Safety: A Bright Idea
Having adequate lighting will not only make your time spent working under the hood easier, it could also make it safer, as it helps you prevent mistakes and breakages. After all, when you can see what you’re doing, you’re not making a guess as to what you’re cranking on and where. But there are a few other steps that pro and at-home auto mechanics should take to protect their health.
First, it’s imperative to ensure that you’re working to prevent fires. Chemicals need to be stored properly, away from any heat sources, including your work lights. Greasy rags need to be placed in bins, preferably made of metal or a non-combustible material. And you should always have materials on hand for putting out a blaze, including a fire extinguisher.
Next, you’ll need to keep your tools secured properly. Even if you’re working under a car, don’t leave your tools on the floor, where it’s too easy for someone to trip over them. Keep them in a tool box, and put them away when you’ve finished. True, this sounds simple enough, but the “I’ll clean up a little later” mindset is always lurking around the corner. Be sure that your implements are in good working order, too. A compromised tool can break at just the wrong time, injuring either you or someone working near you.

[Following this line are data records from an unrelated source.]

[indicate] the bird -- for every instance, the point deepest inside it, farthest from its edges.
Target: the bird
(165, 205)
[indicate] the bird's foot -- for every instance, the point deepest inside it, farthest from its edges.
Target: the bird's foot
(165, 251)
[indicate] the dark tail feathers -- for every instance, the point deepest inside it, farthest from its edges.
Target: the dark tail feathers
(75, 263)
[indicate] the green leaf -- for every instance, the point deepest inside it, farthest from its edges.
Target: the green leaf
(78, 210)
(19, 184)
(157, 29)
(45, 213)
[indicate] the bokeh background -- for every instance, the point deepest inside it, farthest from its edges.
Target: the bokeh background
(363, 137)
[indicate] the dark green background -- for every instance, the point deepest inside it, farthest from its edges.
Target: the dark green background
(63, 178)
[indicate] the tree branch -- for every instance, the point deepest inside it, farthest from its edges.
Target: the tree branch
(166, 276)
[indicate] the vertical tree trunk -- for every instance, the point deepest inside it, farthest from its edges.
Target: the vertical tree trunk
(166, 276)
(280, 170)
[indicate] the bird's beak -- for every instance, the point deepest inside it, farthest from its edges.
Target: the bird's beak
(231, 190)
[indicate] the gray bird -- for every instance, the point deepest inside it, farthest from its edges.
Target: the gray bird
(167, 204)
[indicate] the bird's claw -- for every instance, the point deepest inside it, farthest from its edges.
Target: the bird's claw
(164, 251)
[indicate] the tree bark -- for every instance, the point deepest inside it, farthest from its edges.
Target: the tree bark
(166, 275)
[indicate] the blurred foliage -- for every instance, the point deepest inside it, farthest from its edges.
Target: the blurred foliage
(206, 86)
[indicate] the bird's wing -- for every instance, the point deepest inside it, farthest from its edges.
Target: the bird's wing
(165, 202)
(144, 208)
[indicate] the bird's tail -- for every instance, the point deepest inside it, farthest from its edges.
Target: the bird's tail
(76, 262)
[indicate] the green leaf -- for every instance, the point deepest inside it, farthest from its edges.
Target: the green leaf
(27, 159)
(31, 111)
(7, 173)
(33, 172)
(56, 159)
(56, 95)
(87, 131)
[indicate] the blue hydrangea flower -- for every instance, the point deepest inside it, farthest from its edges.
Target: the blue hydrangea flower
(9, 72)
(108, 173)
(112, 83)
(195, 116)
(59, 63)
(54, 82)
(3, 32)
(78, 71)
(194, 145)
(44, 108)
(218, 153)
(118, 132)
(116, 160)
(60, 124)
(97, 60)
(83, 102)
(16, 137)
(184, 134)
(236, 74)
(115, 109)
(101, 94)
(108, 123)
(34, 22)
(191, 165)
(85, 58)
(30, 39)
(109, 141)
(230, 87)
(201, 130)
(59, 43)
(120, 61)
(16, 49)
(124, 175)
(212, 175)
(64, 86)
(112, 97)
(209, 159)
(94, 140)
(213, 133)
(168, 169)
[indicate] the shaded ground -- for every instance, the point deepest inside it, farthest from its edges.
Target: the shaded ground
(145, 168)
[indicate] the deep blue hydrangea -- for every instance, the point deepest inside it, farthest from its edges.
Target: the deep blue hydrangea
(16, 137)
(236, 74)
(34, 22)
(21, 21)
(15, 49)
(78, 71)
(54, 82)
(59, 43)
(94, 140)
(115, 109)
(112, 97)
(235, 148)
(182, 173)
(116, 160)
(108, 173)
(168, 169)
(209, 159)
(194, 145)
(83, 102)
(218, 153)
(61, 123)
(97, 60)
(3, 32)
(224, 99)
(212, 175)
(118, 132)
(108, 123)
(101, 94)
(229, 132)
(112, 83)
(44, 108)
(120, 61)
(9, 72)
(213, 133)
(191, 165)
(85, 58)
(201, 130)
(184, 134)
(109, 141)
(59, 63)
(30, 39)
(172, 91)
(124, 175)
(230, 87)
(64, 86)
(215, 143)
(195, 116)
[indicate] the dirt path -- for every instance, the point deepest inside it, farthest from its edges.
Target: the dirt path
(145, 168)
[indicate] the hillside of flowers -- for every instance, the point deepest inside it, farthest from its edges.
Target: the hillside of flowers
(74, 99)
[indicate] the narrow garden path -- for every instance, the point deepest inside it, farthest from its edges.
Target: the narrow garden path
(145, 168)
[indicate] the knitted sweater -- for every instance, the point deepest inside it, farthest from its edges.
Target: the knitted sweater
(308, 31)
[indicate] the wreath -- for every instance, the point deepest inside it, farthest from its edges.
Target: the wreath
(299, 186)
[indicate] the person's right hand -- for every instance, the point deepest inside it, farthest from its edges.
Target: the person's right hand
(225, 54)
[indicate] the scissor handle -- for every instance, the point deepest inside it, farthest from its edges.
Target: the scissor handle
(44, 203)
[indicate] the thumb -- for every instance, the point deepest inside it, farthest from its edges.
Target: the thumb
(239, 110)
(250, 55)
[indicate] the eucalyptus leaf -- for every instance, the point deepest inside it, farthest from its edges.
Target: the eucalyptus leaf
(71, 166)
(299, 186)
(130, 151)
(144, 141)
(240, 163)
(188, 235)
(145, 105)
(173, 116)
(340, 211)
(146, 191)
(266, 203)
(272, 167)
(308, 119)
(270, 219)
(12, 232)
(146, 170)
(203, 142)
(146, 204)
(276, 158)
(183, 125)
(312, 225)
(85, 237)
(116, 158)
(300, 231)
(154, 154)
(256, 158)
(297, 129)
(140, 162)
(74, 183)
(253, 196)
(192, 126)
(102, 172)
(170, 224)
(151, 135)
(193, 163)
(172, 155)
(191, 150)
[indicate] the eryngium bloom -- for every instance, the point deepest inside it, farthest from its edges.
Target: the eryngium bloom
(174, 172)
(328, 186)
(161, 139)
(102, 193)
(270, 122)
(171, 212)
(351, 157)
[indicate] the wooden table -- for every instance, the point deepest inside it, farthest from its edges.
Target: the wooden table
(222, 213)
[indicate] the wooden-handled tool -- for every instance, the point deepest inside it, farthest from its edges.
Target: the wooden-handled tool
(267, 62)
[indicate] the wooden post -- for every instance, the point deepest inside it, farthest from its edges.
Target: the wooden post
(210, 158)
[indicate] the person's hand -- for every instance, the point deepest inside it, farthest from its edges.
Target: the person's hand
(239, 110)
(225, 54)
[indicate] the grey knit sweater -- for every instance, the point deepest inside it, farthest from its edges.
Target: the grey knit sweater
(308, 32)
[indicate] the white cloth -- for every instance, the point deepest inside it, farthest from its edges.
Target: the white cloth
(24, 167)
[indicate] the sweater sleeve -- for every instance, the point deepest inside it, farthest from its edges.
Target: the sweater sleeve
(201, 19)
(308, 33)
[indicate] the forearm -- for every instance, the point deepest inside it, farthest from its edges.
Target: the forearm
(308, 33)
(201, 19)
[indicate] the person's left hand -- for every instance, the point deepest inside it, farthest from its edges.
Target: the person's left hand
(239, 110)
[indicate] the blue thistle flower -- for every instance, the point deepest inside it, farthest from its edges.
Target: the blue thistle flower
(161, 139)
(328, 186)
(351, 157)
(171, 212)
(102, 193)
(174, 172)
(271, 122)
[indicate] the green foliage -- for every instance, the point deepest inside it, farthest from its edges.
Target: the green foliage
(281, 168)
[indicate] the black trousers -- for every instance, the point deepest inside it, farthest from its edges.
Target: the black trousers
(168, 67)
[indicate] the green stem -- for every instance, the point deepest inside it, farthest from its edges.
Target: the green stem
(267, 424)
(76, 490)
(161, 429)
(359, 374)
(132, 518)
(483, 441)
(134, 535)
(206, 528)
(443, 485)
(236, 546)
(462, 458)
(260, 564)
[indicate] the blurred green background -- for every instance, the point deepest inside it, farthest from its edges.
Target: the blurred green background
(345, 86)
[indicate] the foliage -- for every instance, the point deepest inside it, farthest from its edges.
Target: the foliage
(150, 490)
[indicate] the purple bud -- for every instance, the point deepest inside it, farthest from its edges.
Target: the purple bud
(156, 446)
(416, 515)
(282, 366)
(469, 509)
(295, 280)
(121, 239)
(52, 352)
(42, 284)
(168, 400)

Finally, be extra careful about the health of your spine. Working on cars can be highly satisfying, but only if your back isn’t killing you from too much time spent hunched over an engine. Take breaks to stand up straight and practice some stretching of the neck, back, and waist. Some chiropractors even recommend that mechanics strengthen their core muscles, as a strong center can help take some of the strain off the back.